También es justo consignar algunas caídas del ritmo narrativo en la meseta de lahistoria (estamos hablando de dos horas y diecinueve minutos). En cuanto a similitudes con otras cintas, podríamos decir que tiene rasgos de ‘2001: una odisea del espacio’ y ‘Fantasía’, en cuanto a su extrañamiento del lenguaje cinematográfico y su capacidad de sugerencia, y que en su parte (más o menos) convencional es un drama sólido, bien hilvanado, a medio camino entre la cadencia hipnótica (y algo plomiza) de ‘Las horas’ y el lirismo ‘que mejora’ una situación opresiva que Sofia Coppola fue capaz de desplegar en ‘Las vírgenes suicidas’.

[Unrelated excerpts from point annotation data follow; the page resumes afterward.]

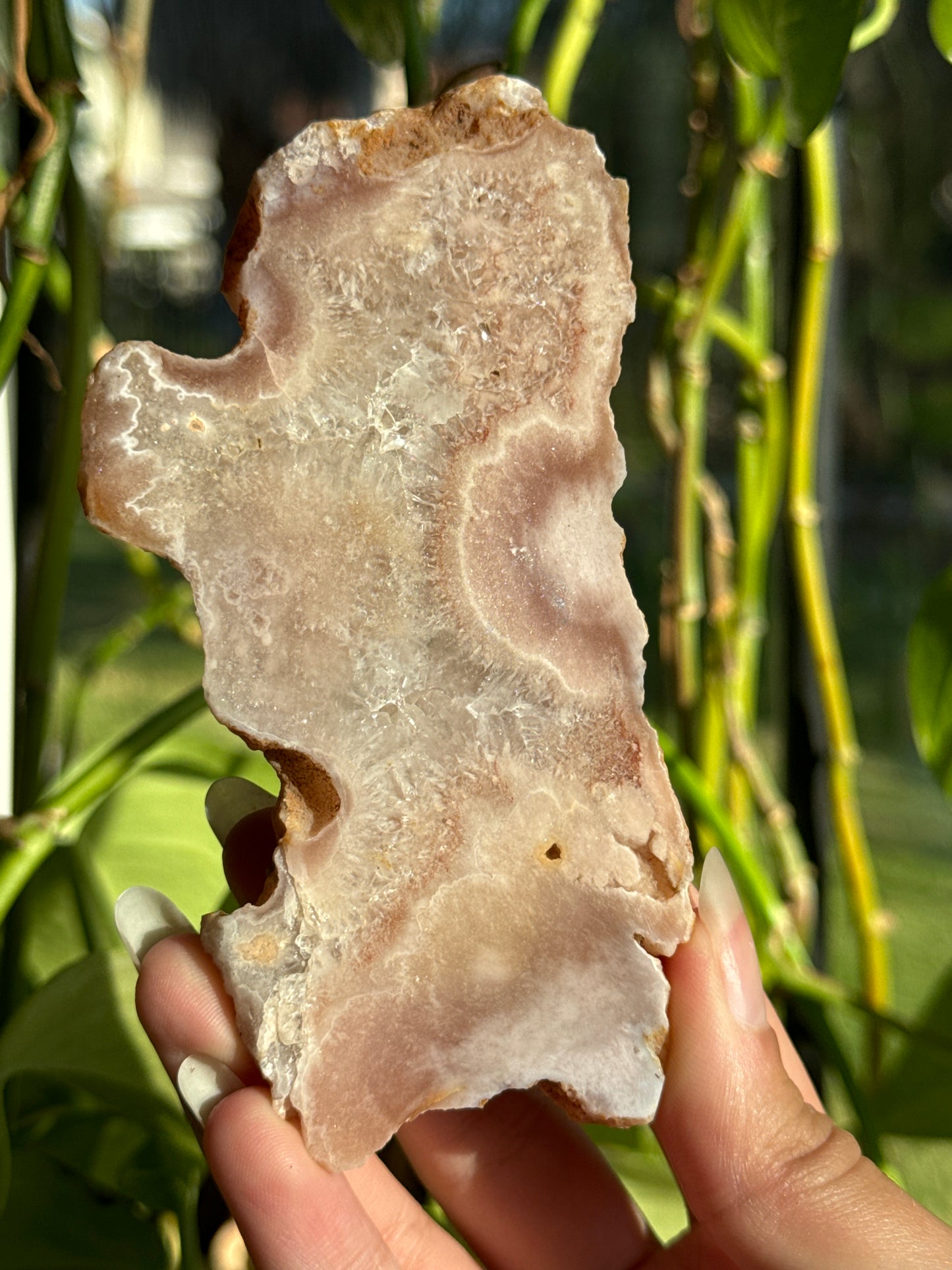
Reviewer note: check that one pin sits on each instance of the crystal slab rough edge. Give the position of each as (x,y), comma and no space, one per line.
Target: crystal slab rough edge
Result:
(393,501)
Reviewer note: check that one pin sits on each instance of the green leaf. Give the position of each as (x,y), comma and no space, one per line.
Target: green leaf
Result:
(80,1030)
(941,26)
(930,678)
(916,1100)
(55,1219)
(375,26)
(153,832)
(638,1160)
(378,26)
(801,42)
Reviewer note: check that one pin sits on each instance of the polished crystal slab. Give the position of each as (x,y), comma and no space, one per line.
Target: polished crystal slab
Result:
(393,501)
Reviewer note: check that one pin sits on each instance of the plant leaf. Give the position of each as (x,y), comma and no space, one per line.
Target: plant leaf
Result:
(375,26)
(55,1219)
(930,678)
(941,26)
(801,42)
(638,1160)
(80,1030)
(916,1099)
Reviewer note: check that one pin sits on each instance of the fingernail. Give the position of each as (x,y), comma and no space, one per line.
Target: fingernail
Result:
(721,912)
(144,917)
(204,1082)
(230,800)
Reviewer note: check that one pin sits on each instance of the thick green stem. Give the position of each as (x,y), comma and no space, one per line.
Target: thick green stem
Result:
(569,51)
(810,569)
(40,629)
(415,55)
(31,242)
(771,916)
(34,836)
(523,32)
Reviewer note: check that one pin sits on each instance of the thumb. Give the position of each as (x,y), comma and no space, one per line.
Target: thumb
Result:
(770,1180)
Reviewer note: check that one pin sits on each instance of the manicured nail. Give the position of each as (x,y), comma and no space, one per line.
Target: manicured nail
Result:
(204,1082)
(721,912)
(230,800)
(144,917)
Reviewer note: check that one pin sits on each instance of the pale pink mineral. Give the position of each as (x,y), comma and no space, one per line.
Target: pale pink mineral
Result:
(394,504)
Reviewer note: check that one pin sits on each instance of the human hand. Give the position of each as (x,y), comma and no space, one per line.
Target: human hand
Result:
(768,1179)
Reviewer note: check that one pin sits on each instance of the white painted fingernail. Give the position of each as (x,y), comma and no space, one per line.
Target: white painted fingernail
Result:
(230,800)
(204,1082)
(723,913)
(144,917)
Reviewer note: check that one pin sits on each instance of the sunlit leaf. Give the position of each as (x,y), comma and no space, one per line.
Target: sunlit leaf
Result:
(378,26)
(639,1163)
(50,922)
(801,42)
(153,832)
(930,678)
(941,26)
(80,1030)
(375,26)
(748,32)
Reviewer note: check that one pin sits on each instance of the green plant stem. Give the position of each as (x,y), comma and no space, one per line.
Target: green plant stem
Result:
(810,569)
(34,835)
(878,23)
(692,407)
(32,238)
(42,610)
(569,51)
(171,608)
(771,916)
(415,55)
(816,1015)
(522,34)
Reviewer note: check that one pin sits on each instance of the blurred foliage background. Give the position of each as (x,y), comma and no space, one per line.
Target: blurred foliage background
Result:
(128,135)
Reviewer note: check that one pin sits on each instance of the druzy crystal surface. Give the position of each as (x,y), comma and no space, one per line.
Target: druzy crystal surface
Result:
(393,501)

Sea como fuere, respeto y admiración por esta brillante incursión en la búsqueda del sentido de la existencia humana. Mayor mérito (y pureza) si emprendes ese viaje con un niño adolescente. El señor Malick sale del reto con el prestigio prestigiado, algo que sólo sucede con los mejores equilibristas en el arte de componer belleza, entretenimiento y multitudinaria introspección.

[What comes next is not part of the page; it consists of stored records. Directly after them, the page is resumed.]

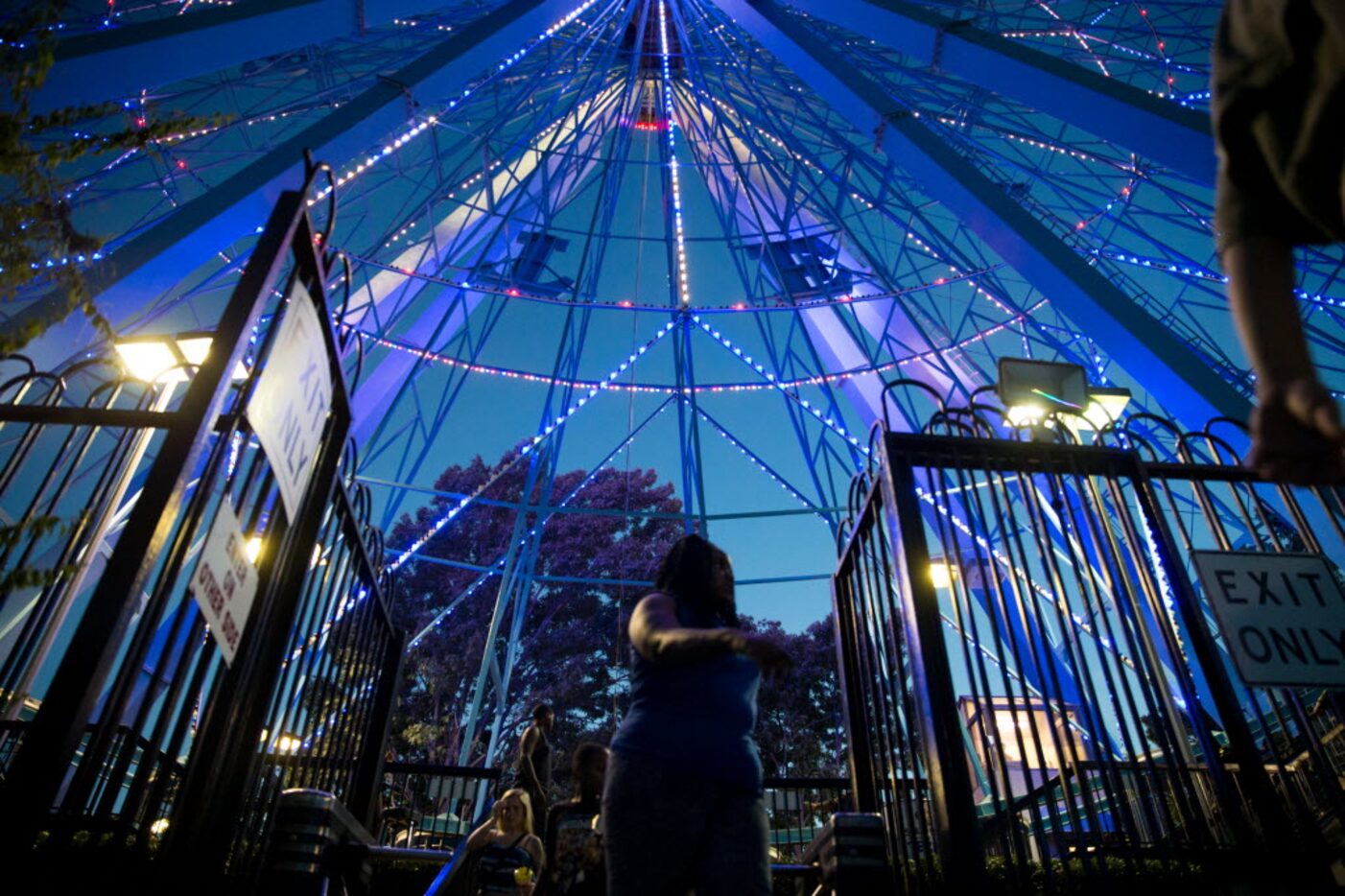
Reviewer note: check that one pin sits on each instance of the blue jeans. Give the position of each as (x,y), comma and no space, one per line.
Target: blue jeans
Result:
(670,832)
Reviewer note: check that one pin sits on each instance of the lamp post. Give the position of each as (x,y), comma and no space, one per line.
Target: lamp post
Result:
(157,361)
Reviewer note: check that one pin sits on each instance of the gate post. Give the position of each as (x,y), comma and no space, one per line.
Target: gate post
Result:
(49,747)
(940,726)
(862,786)
(216,782)
(1280,836)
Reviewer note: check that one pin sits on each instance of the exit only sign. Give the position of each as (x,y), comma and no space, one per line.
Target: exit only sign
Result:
(1282,617)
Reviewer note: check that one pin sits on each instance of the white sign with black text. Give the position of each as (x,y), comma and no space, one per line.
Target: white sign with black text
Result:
(1282,617)
(294,396)
(224,581)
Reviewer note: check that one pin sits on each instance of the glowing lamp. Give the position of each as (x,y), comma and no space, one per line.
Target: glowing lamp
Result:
(940,574)
(166,360)
(1032,389)
(151,360)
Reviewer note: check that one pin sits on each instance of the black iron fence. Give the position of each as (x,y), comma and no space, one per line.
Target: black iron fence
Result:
(1036,691)
(191,612)
(796,810)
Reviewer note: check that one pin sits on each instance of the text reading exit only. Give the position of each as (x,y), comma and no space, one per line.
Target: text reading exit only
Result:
(1282,617)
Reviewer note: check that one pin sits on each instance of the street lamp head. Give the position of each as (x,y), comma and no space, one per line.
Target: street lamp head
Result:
(151,360)
(168,360)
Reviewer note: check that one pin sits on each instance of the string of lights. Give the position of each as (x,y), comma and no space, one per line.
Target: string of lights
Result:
(681,271)
(498,567)
(830,423)
(529,447)
(768,304)
(816,380)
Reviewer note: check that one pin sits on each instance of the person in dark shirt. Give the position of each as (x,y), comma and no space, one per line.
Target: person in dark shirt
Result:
(506,844)
(573,839)
(1278,106)
(682,808)
(534,762)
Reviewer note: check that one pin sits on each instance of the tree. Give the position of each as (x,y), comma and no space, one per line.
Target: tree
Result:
(42,247)
(575,648)
(572,652)
(799,725)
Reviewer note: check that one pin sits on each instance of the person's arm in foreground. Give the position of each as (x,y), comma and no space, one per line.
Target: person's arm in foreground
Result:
(659,638)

El despegue de la historia envuelve al espectador en una oleada de perplejidad, sobre todo si ha entrado virgen (sin referencias previas) dentro de la sala. Al poco de empezar a sentir la historia, recibes el impacto de una pérdida irreparable, con el misterio de la extinción tapizando cada fotograma, bañando de sugerencia y desgarro palabras que acaban encontrando cadencia de verso por la mezcla de imagen y sonido.

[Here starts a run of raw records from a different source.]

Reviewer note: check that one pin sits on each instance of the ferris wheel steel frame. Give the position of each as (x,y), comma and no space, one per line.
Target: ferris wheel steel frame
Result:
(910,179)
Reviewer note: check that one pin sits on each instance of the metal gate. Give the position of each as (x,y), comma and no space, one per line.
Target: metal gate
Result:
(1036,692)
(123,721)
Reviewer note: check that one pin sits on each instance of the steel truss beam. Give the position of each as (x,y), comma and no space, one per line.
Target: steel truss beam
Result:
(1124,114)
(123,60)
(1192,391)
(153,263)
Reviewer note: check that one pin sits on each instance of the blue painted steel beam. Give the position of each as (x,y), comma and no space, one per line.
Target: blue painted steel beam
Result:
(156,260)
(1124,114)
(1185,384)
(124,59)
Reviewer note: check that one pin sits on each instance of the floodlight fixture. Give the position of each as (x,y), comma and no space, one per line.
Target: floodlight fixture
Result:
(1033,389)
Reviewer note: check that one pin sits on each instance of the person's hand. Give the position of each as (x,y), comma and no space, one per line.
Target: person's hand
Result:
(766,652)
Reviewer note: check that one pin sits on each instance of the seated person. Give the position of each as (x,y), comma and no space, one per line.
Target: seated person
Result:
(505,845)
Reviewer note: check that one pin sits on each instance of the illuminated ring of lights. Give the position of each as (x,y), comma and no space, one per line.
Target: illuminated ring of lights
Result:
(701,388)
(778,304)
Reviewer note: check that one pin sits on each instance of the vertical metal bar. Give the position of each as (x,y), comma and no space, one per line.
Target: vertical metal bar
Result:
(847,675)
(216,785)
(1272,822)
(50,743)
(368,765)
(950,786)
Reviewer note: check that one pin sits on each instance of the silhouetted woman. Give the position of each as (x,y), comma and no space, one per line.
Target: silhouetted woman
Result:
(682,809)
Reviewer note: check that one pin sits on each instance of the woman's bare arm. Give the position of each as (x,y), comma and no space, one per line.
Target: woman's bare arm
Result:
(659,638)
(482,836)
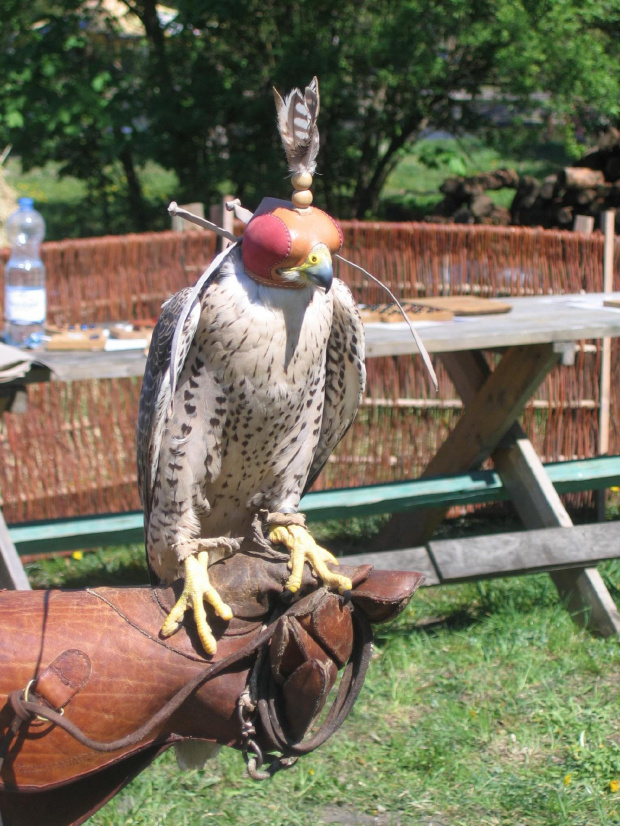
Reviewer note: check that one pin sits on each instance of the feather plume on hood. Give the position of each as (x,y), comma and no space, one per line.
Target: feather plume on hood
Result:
(297,116)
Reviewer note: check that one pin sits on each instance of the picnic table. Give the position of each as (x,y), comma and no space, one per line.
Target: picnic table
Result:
(537,333)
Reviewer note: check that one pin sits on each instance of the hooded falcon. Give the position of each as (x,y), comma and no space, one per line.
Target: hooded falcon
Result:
(252,378)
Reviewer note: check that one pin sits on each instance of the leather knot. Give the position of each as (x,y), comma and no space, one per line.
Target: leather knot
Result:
(16,700)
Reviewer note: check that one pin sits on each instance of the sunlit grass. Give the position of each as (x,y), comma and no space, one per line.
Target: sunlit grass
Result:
(484,704)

¿Qué sentido tiene la existencia cuando una muerte arbitraria rompe el frágil equilibrio de las cosas? Esas y otras preguntas discurren conforme el poema visual se marca un viaje retrospectivo y contemplas el evolutivo chispazo de la vida en tu planeta, mientras suenan arias de óperas que aportan enigma al instinto del agua, al tiempo que se entremezclan protozoos, abuelos de escualos y saurios cuyo gigantismo es equiparable (nadie es científico) a su placidez, justo al borde de la playa.
Bosques de coníferas que, elipsis mediante, nos introducen en la casa de una familia declase media estadounidense. Allí gobierna el señor O’Brien, un padre narcotizado por el sueño americano (o por la ausencia de él), que trata a sus hijos como a unos reclutas, a los que obliga a llamarle de usted mientras les foguea en la cultura de la violencia y la intimidación.
El señor O’Brien, ultra-religioso, ultra-celoso de las apariencias, está encarnado por un convincente Brad Pitt,que una vez más (como ya hizo en 'Babel' o 'Malditos Bastardos', por poner dos ejemplos cercanos) demuestra que, al margen de tener una jeta bonita, es un tipo con alma, alguien con talento suficiente como para componer personajes complejos y al tiempo familiares. Por cierto, el propio Pitt confesó en la presentación de la película en Francia, que tanto su padre como el de Malick tenían bastantes hilos en común con la severidad y religiosidad del tipo al que encarna.